Eric Ripert: I learned the hard way that you don’t get better results if your team is scared

I realized I was in a bad mental place, but I couldn’t figure out what was wrong with my life. I was thinking: I have a great job, a beautiful restaurant, I have a team. What is wrong? And then suddenly I had like a flash, almost like a “duh” moment. And I just knew: You cannot manage that way. You cannot promote being angry and humiliate people and have this kind of attitude. I just knew that what I’d been doing was totally wrong.

I stayed up for a few more hours, just analyzing more in-depth what was going on. In my life outside work, I was a very peaceful person—polite, respectful. But I was angry. Outside of work I would suppress that anger, while at work I exploded. It’s interesting because I was a victim of this kind of abusive behavior in kitchens during my young years, and I was not enjoying it. I hated it. But now that I was in a position of power, I was doing the same things I hated, which was fueling my anger. It was like a domino effect. It was negatively affecting everything in my life. 

That night I said to myself, This morning, when I wake up, I’m going to totally change the way I manage and my attitude. I’m going to reinforce my team, I’m going to treat them with respect, I’m going to encourage them to work on their weaknesses, but with respect and patience. And I’m going to work on myself, on my anger, on my weaknesses.
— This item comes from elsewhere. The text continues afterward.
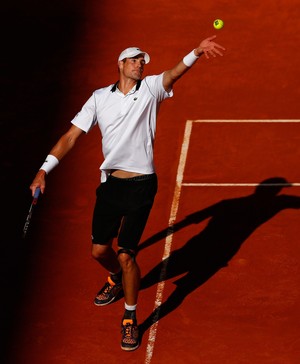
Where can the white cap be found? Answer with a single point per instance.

I went to bed, slept a few hours, and when I went back to Le Bernardin, from that day on, I’ve been working really hard on making sure that we treat our staff with respect and I don’t promote anger. And since that day my level of happiness, personally and professionally, has grown tremendously. Today, I’m a very happy person. But the shift in my behavior and Le Bernardin’s culture was a big challenge. I trained the sous chefs, the management, to be just like me, and suddenly I’m telling them the contrary of what I’ve been saying for months. It was a difficult job to retrain the staff and say, guys, I was wrong, and we have to stop that. 

It has been a work in progress for many years, but today Le Bernardin is a safe environment. People aren’t being treated poorly, the staff stays longer and people seem happy. Maintaining a good culture is an ongoing process. We have people coming in from all different backgrounds and with all different personalities—some of them have been in kitchens that were abusive, some have a temper, some have bad habits. We’re always retraining people. It’s constant work, but ultimately if you came into our kitchen or dining room now, you’d see a really peaceful team where people feel like they can learn and blossom in a safe environment without fear.

I’ve been criticizing Gordon Ramsay and the producers of his shows Hell’s Kitchen and Kitchen Nightmares, because in those shows, he’s yelling at people, not treating them with respect. It’s a shame to promote and glorify this type of emotional violence. My generation, we fought this type of abuse, and now I see them promoting abuse to the next generation. It’s unacceptable, and It’s very wrong on every level. 

For one, and this is true for any industry, even if you’re selfish and you don’t care about people, you’re not going to get better results if your team is scared. Especially in the kitchen, if your staff is shaking and distracted because they’re scared, they’re not going to do a better job than someone who can focus their energy on creating beautiful dishes.

It’s also totally wrong in the human, psychological aspect of managing a team. You might get immediate results by yelling and leading with fear, but you will not get long-lasting results. There’s no strength to this type of leadership. When you have patience and train people in a respectful way, that’s much more powerful. You build a more solid base with your team, and you get better results.

If I could talk to 24-year-old Eric, obviously I regret my mistakes, but I would say congratulations for changing, because it’s not easy to question yourself and change, especially when you’re in a position of power. Nobody challenges you really. You are the only one who can challenge yourself.